Documentation ¶
Overview ¶
Package gomind for a simple Multi Layer Perceptron (MLP) Feed Forward Artificial Neural Network library.
Index ¶
Constants ¶
This section is empty.
Variables ¶
This section is empty.
Functions ¶
This section is empty.
Types ¶
type Model ¶
type Model struct {
// contains filtered or unexported fields
}
Model type defines the neural network's architecture and metadata.
func New ¶
func New(configuration *ModelConfiguration) (*Model, error)
New is used to create a new GoMind network model.
func (*Model) CalculateError ¶
CalculateError function generates the error value for the given target output against the network's last output.
func (*Model) Describe ¶
Describe function prints the current state of the neural network and its components.
func (*Model) LastOutput ¶
LastOutput function returns the last output of the network.

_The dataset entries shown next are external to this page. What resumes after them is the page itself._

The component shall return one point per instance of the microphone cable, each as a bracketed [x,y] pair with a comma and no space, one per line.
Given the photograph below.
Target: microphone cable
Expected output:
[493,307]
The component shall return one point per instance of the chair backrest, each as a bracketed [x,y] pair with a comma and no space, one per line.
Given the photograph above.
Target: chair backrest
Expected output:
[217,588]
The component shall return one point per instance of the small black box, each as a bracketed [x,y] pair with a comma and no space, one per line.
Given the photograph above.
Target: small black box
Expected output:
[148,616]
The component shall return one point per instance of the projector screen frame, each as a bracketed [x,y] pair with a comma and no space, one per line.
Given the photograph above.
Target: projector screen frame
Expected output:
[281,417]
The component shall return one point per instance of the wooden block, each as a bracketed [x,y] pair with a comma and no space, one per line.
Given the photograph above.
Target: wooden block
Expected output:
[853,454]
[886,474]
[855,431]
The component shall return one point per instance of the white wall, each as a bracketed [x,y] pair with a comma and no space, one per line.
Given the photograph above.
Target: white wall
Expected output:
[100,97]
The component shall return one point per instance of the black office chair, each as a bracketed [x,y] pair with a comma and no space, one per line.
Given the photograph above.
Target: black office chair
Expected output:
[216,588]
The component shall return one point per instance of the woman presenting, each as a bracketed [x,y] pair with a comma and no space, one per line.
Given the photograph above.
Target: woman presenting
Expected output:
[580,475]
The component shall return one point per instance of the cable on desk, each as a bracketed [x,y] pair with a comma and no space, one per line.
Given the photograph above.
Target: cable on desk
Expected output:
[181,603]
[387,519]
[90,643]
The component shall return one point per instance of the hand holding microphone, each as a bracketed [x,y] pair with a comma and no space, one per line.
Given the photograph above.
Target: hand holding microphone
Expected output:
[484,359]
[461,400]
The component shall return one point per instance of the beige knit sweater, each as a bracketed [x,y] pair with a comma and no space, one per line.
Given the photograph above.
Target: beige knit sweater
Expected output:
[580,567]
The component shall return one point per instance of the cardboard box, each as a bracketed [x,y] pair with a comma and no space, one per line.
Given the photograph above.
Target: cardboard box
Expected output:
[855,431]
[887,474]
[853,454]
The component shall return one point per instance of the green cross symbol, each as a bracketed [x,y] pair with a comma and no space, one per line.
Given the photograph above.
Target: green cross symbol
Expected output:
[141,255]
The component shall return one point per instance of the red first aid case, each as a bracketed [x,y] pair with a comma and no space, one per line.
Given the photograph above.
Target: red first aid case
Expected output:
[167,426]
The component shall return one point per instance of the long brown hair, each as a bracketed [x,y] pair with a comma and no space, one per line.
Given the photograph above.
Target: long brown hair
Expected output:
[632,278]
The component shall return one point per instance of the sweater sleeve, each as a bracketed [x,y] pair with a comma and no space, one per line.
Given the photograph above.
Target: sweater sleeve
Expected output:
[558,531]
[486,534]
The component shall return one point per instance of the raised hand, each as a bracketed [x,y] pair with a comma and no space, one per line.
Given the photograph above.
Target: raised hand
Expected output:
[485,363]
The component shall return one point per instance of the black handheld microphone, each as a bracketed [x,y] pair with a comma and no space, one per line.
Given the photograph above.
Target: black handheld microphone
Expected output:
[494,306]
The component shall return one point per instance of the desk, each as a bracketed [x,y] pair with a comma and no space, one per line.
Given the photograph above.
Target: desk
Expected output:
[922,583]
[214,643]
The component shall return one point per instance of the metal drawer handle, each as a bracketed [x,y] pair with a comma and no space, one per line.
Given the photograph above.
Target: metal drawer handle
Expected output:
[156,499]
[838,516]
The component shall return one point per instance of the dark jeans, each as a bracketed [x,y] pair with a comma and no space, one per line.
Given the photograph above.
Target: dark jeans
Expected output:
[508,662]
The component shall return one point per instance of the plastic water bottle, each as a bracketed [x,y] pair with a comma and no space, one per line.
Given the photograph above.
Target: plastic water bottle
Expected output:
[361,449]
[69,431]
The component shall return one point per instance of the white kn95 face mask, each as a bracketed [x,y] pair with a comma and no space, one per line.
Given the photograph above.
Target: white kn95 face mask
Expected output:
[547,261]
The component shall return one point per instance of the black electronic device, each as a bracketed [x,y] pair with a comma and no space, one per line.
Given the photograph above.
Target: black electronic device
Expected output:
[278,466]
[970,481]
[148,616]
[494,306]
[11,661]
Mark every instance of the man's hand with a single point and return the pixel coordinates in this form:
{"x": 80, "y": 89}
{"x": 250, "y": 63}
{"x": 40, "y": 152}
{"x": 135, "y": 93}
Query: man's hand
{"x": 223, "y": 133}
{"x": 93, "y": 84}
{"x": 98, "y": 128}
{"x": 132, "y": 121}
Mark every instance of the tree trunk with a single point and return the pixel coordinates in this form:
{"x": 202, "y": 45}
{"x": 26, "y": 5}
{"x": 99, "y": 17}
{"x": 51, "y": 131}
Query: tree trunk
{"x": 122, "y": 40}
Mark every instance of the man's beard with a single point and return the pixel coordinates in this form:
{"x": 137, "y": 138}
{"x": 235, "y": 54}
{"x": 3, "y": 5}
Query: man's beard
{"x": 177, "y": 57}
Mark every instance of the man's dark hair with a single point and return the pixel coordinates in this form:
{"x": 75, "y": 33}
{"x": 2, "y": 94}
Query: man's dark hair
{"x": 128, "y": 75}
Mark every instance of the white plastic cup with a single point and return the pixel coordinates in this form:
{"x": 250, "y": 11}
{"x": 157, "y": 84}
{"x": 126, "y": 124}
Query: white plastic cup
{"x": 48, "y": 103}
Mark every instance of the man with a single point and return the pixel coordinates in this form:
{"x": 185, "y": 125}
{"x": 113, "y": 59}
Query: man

func (*Model) LearnSample ¶
LearnSample function trains the neural network using the given input/output sample.
type ModelConfiguration ¶
type ModelConfiguration struct { NumberOfInputs int // mandatory NumberOfOutputs int // mandatory NumberOfHiddenLayerNeurons int LearningRate float64 HiddenLayerActivationFunctionName string OutputLayerActivationFunctionName string }
ModelConfiguration type defines the network configuration template filled by external code while creating a new model.
type NeuralNetworkInterface ¶
type NeuralNetworkInterface interface { CalculateOutput(input []float64) []float64 LastOutput() []float64 HiddenLayer() *layer.Layer OutputLayer() *layer.Layer CalculateNewOutputLayerWeights(outputs, targetOutputs []float64) error CalculateNewHiddenLayerWeights() error UpdateWeights() CalculateError(targetOutput []float64) (float64, error) }
NeuralNetworkInterface defines methods used by gomind from network.NeuralNetwork's type.